New York’da 2030 yılında apartman kültürü nasıl olabilir ya da San Francisco’daki evsizler için nasıl bir ev yapılabilir sorularının cevaplarını kültürümüzden esinlenerek veren, üstelik ödül üstüne ödül alan iki kardeş Sunay ve Günay Erdem dünyanın her yanında projelere imza atıyorlar. Sadece göz boyamak için değil insanların birebir etkileşime girdiği, verimli yeşili konut tipolojilerine entegre etmeye çalışan Erdem kardeşlerle projelerini konuştuk.
Dünya çapında bir çok projede ödül aldınız. En son geçen günlerde AIA, Amerikan Mimarlık Enstitüsünden de ödül aldınız. Bunun size geri dönüşü nasıl oluyor?

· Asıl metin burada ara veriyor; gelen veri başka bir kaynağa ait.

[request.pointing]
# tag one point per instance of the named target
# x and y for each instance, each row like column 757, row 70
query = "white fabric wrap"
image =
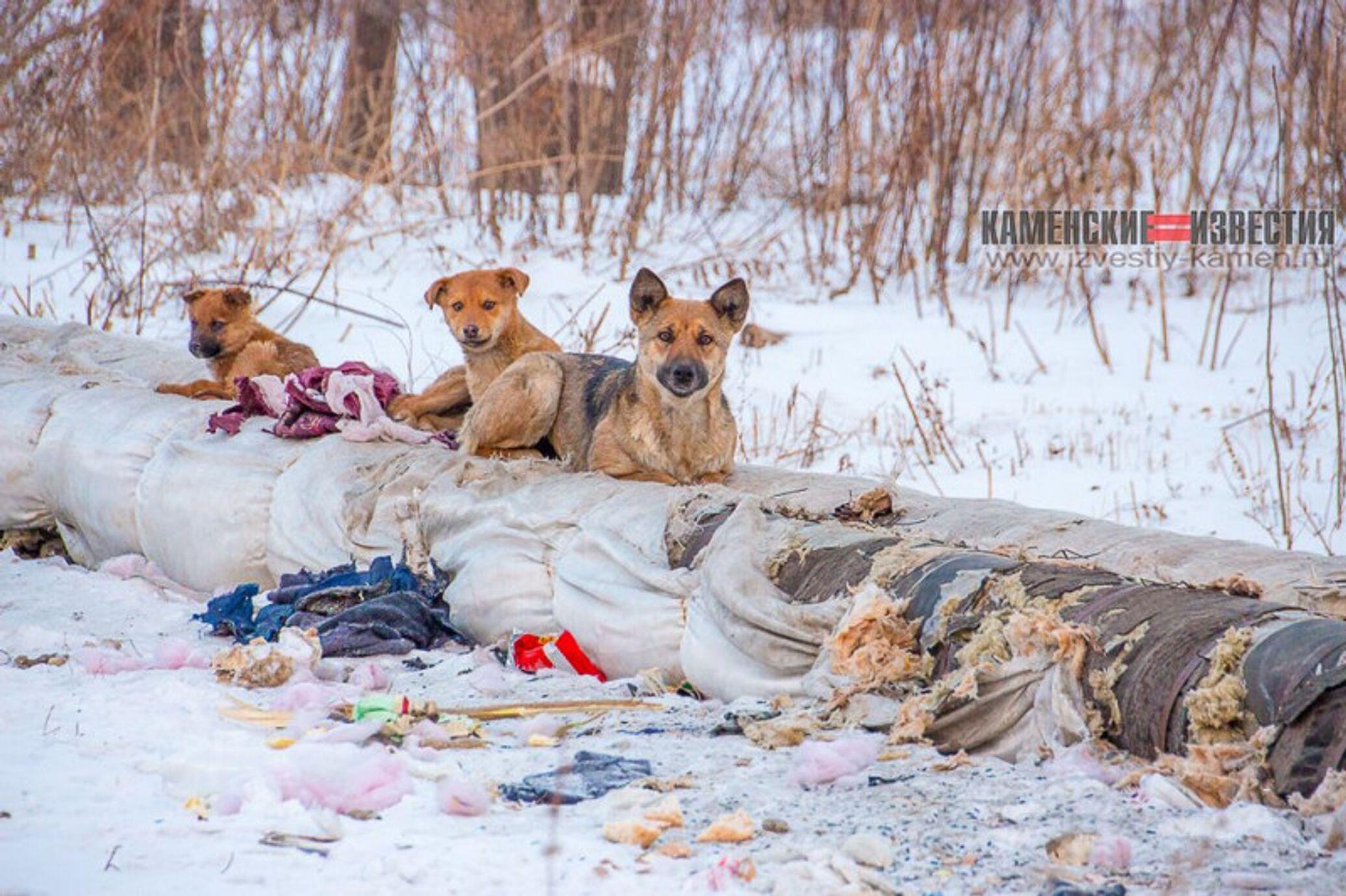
column 85, row 443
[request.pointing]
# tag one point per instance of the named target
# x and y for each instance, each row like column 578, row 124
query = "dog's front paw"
column 401, row 409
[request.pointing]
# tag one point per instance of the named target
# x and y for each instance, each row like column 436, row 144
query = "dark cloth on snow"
column 589, row 777
column 384, row 610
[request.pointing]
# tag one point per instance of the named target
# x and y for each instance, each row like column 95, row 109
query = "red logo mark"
column 1169, row 228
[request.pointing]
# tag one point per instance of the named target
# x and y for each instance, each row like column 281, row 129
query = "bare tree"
column 605, row 41
column 369, row 86
column 153, row 81
column 516, row 103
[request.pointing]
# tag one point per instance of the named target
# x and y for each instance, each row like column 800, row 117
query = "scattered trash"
column 462, row 797
column 264, row 665
column 1091, row 849
column 589, row 777
column 835, row 762
column 667, row 812
column 1328, row 797
column 1056, row 887
column 198, row 808
column 867, row 506
column 531, row 653
column 384, row 610
column 631, row 832
column 41, row 660
column 781, row 731
column 665, row 785
column 730, row 871
column 489, row 680
column 34, row 544
column 728, row 829
column 1080, row 760
column 869, row 849
column 876, row 645
column 959, row 760
column 351, row 400
column 315, row 845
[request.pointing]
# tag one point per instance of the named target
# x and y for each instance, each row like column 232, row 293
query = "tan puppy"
column 225, row 331
column 481, row 308
column 661, row 419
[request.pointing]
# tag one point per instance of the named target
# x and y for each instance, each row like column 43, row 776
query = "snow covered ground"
column 108, row 777
column 135, row 783
column 1015, row 404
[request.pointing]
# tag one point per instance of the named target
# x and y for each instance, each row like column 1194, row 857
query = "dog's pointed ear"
column 513, row 279
column 731, row 302
column 435, row 288
column 648, row 293
column 237, row 297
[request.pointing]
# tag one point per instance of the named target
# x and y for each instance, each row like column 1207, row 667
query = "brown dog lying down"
column 481, row 308
column 225, row 331
column 663, row 419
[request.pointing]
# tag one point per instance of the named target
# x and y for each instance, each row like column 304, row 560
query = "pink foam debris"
column 1111, row 852
column 370, row 677
column 462, row 797
column 175, row 653
column 171, row 653
column 1081, row 762
column 821, row 762
column 342, row 779
column 105, row 661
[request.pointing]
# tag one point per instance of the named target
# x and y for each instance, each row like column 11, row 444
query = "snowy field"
column 1013, row 403
column 134, row 782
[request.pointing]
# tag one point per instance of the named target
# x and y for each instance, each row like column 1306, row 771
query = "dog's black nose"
column 203, row 347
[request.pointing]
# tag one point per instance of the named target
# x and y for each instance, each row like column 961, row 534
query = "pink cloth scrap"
column 351, row 400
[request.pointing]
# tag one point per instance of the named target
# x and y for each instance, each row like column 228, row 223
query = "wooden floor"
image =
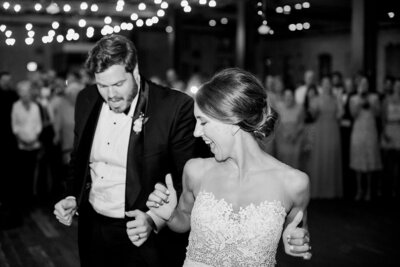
column 343, row 233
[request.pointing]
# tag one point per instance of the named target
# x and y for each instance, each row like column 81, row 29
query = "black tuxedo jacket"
column 163, row 146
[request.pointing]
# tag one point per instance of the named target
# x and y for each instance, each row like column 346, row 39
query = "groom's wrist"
column 156, row 222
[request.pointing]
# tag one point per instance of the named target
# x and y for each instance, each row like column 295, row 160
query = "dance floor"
column 343, row 233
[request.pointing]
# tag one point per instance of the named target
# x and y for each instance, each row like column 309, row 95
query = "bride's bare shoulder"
column 195, row 169
column 198, row 166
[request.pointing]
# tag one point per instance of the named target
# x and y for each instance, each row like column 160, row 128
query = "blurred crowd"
column 341, row 131
column 37, row 115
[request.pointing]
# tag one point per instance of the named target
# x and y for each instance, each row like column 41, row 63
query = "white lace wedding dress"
column 222, row 237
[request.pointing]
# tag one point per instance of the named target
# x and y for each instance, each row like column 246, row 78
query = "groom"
column 129, row 133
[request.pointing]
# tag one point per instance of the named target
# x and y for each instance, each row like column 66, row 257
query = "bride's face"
column 216, row 134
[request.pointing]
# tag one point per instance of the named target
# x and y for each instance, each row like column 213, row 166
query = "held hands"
column 65, row 210
column 163, row 200
column 297, row 240
column 139, row 228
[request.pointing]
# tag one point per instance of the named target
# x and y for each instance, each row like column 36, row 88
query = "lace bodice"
column 222, row 237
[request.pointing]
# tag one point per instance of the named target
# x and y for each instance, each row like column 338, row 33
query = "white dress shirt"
column 108, row 160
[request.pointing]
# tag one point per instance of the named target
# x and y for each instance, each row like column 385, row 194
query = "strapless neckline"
column 223, row 237
column 242, row 209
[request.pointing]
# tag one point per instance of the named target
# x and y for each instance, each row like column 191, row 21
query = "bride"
column 237, row 203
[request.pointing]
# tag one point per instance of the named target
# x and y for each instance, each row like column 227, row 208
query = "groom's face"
column 117, row 87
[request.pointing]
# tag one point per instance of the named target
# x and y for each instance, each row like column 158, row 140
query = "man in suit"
column 129, row 133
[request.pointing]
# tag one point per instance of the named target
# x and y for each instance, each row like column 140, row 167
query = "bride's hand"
column 163, row 200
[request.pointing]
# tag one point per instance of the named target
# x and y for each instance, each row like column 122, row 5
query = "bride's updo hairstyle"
column 235, row 96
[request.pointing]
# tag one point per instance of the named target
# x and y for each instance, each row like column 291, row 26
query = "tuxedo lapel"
column 134, row 168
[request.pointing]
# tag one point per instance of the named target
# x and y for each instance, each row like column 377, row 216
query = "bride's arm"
column 296, row 238
column 163, row 200
column 180, row 219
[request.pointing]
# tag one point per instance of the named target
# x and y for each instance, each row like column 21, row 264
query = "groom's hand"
column 140, row 227
column 163, row 200
column 297, row 240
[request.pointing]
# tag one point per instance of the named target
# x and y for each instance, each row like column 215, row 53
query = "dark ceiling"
column 322, row 15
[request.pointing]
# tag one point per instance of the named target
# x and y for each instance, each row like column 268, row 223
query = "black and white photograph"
column 199, row 133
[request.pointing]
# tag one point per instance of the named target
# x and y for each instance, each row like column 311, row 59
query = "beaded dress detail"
column 222, row 237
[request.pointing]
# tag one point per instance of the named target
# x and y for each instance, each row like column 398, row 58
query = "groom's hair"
column 112, row 50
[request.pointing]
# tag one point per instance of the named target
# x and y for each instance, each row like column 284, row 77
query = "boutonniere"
column 139, row 122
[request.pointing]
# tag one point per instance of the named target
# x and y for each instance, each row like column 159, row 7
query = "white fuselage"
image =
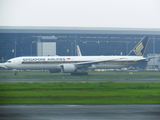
column 53, row 62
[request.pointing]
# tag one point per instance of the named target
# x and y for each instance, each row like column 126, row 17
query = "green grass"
column 45, row 74
column 80, row 93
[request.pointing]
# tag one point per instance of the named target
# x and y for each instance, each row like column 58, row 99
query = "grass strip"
column 80, row 93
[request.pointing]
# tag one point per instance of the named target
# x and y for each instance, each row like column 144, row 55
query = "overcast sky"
column 81, row 13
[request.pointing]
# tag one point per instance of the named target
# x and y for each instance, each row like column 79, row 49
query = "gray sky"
column 81, row 13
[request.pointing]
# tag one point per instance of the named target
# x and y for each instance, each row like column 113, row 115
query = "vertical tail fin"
column 78, row 51
column 140, row 48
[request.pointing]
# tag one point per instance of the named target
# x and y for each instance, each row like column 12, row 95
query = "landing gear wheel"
column 15, row 73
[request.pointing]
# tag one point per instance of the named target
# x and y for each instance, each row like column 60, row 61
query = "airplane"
column 73, row 64
column 78, row 51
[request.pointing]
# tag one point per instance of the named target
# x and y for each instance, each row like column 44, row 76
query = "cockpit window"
column 8, row 61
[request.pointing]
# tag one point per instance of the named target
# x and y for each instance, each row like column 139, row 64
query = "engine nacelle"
column 57, row 70
column 68, row 68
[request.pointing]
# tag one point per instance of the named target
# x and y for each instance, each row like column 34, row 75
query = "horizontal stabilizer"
column 140, row 48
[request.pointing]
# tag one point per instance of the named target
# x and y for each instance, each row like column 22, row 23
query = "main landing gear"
column 79, row 73
column 15, row 73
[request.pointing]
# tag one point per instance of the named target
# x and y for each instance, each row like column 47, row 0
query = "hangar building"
column 33, row 41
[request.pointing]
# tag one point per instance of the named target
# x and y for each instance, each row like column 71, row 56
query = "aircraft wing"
column 89, row 63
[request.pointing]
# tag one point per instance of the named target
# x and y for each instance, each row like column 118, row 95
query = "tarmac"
column 79, row 112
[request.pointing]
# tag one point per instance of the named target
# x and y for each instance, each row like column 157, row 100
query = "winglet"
column 140, row 48
column 78, row 51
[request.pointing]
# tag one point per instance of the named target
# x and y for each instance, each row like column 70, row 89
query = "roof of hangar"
column 79, row 30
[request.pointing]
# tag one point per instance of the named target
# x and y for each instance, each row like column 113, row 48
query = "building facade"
column 62, row 41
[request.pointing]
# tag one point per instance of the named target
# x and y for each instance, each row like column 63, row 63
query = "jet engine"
column 68, row 68
column 57, row 70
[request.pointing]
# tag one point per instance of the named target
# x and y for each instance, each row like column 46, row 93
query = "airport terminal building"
column 62, row 41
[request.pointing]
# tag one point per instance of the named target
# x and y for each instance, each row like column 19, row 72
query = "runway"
column 79, row 112
column 80, row 79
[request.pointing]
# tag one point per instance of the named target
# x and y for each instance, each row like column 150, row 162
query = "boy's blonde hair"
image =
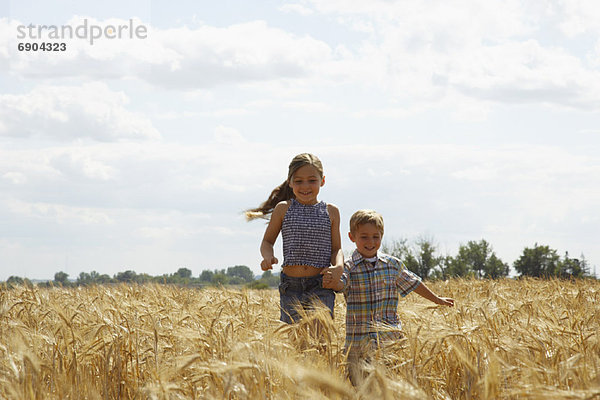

Günay Erdem: Ben bu süreci keşif, buluş yapmaya benzetiyorum. Yani bir nevi mimarlık gemimizle yeni kıtalar, kültürler, tanıyoruz keşfediyoruz… Kültürel temaslar sağlıyoruz. Kendi kültürümüze katkı sağlıyoruz. Bu süreçte biz hiçbir zaman ödül almayı birinci planda görmedik ve onun peşinde koşmadık. Projeler ürettiğimiz insanların gözlerinde ortaya çıkan mutluluk bizim için en büyük ödül. Ben her zaman gözlerdeki bu mutluluğun peşinde koştum. Bize verilen ödüller tamamen çalıştığımız insanların takdiri.
Sunay Erdem: Bugüne dek 50’den fazla ülkede proje ürettik. Yeni bir ülkede bir proje yeni bir kültür tanımak demek. Bu bizim için çok önemli. Mesela bu günlerde Yemen’de büyük bir proje için temaslardayız. Amerika’da veya Yemen’de proje üretmek bizim için aynı heyecan. Ayrıca biz öğrenmenin yaş sınırı da olmadığına inanıyoruz. Dünya çapında ünlü, yetmiş yaşını geçen mimarlar var,’lord, sir’ ünvanlı, hala yarışmalara katılırlar. İspanya’da katıldığımız bir yarışmada bu isimler ile projelerimiz yarışmıştı. Bu bir heyecan, ömrün sonuna kadar yitirmezsin. Ödül almak anlık bir mutluluk veriyor, emeklerine ufak bir takdir, sonra tekrar yumulur gece gündüz çalışırsın.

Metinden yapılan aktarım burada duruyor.